14.1.2.1 Production Restart Policy

A focused guide to Production Restart Policy, connecting core concepts with practical Docker and container operations.

Production restart policy configures how Docker should respond when a container's process exits unexpectedly, allowing automatic recovery from a crash without requiring manual intervention, an essential resilience measure for any production deployment.

Configuring an Appropriate Restart Policy

The on-failure policy restarts a container only when it exits with a non-zero (error) status, leaving a deliberate, clean exit alone.

services:
  app:
    restart: on-failure

docker run -d --restart on-failure:3 myapp:1.0

The :3 here limits automatic restart attempts to three, avoiding an infinite restart loop if the container is genuinely, persistently broken.

Why always Differs From on-failure in an Important Way

The always policy restarts a container regardless of how it exited, even after a deliberate, intentional stop — generally too aggressive for most production services, where on-failure or unless-stopped better reflects intended behavior.

restart: unless-stopped

This restarts automatically after a crash, but respects an intentional docker stop, not restarting a container someone deliberately stopped.

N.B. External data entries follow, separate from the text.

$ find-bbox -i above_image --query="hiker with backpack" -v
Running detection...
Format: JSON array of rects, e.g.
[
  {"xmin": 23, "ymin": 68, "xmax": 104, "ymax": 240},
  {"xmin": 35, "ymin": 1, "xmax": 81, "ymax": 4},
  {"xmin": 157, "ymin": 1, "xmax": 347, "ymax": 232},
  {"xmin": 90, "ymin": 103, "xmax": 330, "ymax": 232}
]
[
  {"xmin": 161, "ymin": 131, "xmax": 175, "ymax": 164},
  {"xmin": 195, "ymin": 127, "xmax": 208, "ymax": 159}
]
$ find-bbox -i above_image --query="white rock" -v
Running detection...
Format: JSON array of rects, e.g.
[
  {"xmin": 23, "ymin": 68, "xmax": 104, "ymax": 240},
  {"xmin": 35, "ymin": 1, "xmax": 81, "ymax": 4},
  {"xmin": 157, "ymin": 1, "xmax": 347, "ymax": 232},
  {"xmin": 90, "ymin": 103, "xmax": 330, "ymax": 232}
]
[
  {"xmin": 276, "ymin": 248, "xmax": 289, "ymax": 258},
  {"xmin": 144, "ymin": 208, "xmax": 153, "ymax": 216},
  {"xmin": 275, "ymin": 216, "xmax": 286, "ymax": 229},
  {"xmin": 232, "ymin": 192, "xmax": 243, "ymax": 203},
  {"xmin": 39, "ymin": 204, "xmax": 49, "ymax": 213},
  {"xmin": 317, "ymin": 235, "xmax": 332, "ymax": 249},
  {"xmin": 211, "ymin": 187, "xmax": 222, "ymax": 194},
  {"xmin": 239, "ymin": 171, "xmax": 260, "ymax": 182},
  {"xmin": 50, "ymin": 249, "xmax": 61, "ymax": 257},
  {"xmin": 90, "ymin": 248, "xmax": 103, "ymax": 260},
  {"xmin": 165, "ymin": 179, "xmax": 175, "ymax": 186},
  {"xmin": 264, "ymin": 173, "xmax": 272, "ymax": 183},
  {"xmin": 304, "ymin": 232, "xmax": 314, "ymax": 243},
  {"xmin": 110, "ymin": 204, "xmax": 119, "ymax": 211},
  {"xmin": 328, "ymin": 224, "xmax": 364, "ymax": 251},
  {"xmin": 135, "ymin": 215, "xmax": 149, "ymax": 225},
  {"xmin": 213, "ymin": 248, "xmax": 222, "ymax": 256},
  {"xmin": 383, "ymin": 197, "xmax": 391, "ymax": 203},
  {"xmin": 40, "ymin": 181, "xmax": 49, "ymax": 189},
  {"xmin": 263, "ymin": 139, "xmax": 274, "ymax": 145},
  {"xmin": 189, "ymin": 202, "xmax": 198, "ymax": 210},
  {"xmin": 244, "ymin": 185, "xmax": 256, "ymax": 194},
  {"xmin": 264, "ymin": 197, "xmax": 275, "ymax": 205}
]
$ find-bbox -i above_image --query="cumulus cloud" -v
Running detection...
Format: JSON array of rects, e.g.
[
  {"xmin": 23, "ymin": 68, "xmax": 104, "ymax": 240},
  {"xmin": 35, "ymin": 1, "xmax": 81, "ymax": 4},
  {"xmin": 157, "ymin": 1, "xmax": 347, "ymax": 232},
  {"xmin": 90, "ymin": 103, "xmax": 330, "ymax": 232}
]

Why an Unbounded Restart Policy Can Mask an Underlying Problem

A container restarting indefinitely without any limit can hide a persistent, unaddressed issue, continuously crash-looping without anyone necessarily noticing.

docker run -d --restart on-failure:5 myapp:1.0

Bounding the restart attempts, combined with appropriate alerting on repeated failures, ensures a persistent issue still gets surfaced rather than silently looping indefinitely.

Monitoring Restart Frequency as a Signal of an Underlying Issue

Tracking how often a container actually restarts provides an important signal that something may be wrong, even if each individual restart succeeds.

docker inspect myapp --format '{{.RestartCount}}'

Why Production Restart Policy Matters

A properly configured, appropriately bounded restart policy provides essential automatic resilience against transient failures, while still surfacing a genuinely persistent issue rather than masking it behind an endless, unmonitored restart loop.